I prepped the roast the night before. To coat the tenderloin, I followed these steps.
First, I cracked peppercorns and roasted them in olive oil. I used the mixed red, white, black and green peppercorns for variety and color. I cracked them by putting them all in a storage bag and rolling over it with a rolling pin. It’s tedious, but well worth it. I heated the peppercorns in the oil, simmering for about 10 minutes. The aroma is intoxicating and nothing like you might expect. It’s very heady and aromatic, but not like the sneeze-inducing aroma of ground pepper. I then strained the peppers and set them aside to cool
- 3 TBSP of olive oil
- 1/4 cup of cracked peppercorns
Second, I mixed the following ingredients together and rubbed it into the surface of the roast. Baking soda is one of the clever things that makes meat a bit sticky and tacky. A teaspoon of baking soda in meatballs will make them hold together magically. I rubbed this in until the surface of the meat was feeling just a bit tacky, perfect for helping the peppercorns to stick.
- 2 1/2 tsp of kosher salt
- 3/4 tsp of sugar
- 1/4 tsp of baking soda
Third, I mixed my cracked and cooked peppercorns with some fresh ground nutmeg and olive oil and worked it into the surface on the top and sides of the roast. Coating the roast evenly, I wrapped it tightly with waxed paper and let it rest overnight in the fridge.

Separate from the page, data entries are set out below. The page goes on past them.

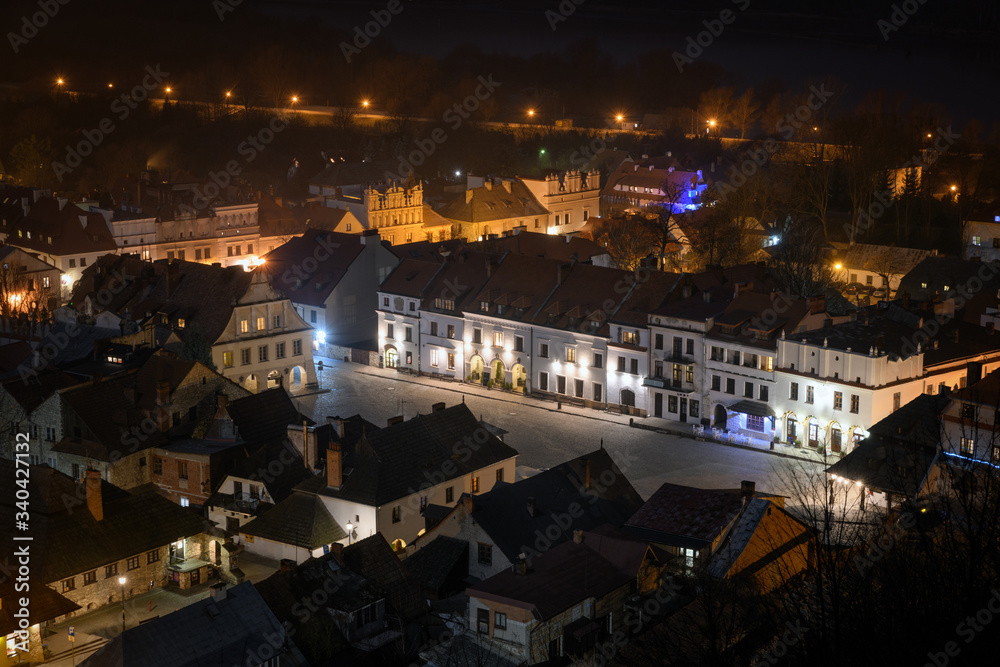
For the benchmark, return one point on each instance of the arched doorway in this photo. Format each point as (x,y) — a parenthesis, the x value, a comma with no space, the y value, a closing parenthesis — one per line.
(476,368)
(836,437)
(721,416)
(791,428)
(497,374)
(628,398)
(518,377)
(298,379)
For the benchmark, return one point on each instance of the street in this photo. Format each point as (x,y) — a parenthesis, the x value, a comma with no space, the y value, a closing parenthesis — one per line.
(545,436)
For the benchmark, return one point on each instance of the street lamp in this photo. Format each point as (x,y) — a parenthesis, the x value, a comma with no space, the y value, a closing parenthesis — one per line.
(121,580)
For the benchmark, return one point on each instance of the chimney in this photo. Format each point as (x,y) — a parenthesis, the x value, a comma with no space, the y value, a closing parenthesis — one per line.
(94,501)
(334,466)
(162,403)
(173,277)
(339,426)
(217,591)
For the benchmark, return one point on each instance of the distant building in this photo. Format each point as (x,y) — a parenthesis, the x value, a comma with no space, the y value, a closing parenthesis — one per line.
(562,603)
(494,207)
(571,198)
(254,334)
(331,280)
(637,185)
(93,532)
(384,481)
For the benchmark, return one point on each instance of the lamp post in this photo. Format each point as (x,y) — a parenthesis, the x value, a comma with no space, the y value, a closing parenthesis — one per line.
(121,580)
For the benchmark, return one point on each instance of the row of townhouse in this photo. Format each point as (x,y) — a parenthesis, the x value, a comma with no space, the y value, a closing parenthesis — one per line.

- the cooked and cracked peppercorns from above
- 1/2 tsp of fresh nutmeg
- 1 TBSP of olive oil
About an hour and a half before serving, more or less. I preheated the oven to 300° F and laid the roast on a bed of root vegetables. You can cook the roast in its own pan on a wire rack if you wish to collect the juices for gravy, but I had no plans to make gravy or any other sauce with the juice and just let it flavor my veggies. If you roast it with veggies, the veggies will take longer to cook, but you can remove the roast and let it rest while the veggies finish.
Roast at 300 until its internal temperature is 120° to 125° F, depending on your preference for rare or medium rare. Allow to rest for at least 20 minutes before carving. It takes about 40 to 50 minutes to cook. You don’t want a higher heat, because you want to cook through without drying it out. This makes a tender, juicy and flavorful roast. The nutmeg adds the perfect complement to the meat and peppers and should not be forgotten. You can serve with a lemon wedge for those who want to add a dash of tangy zest.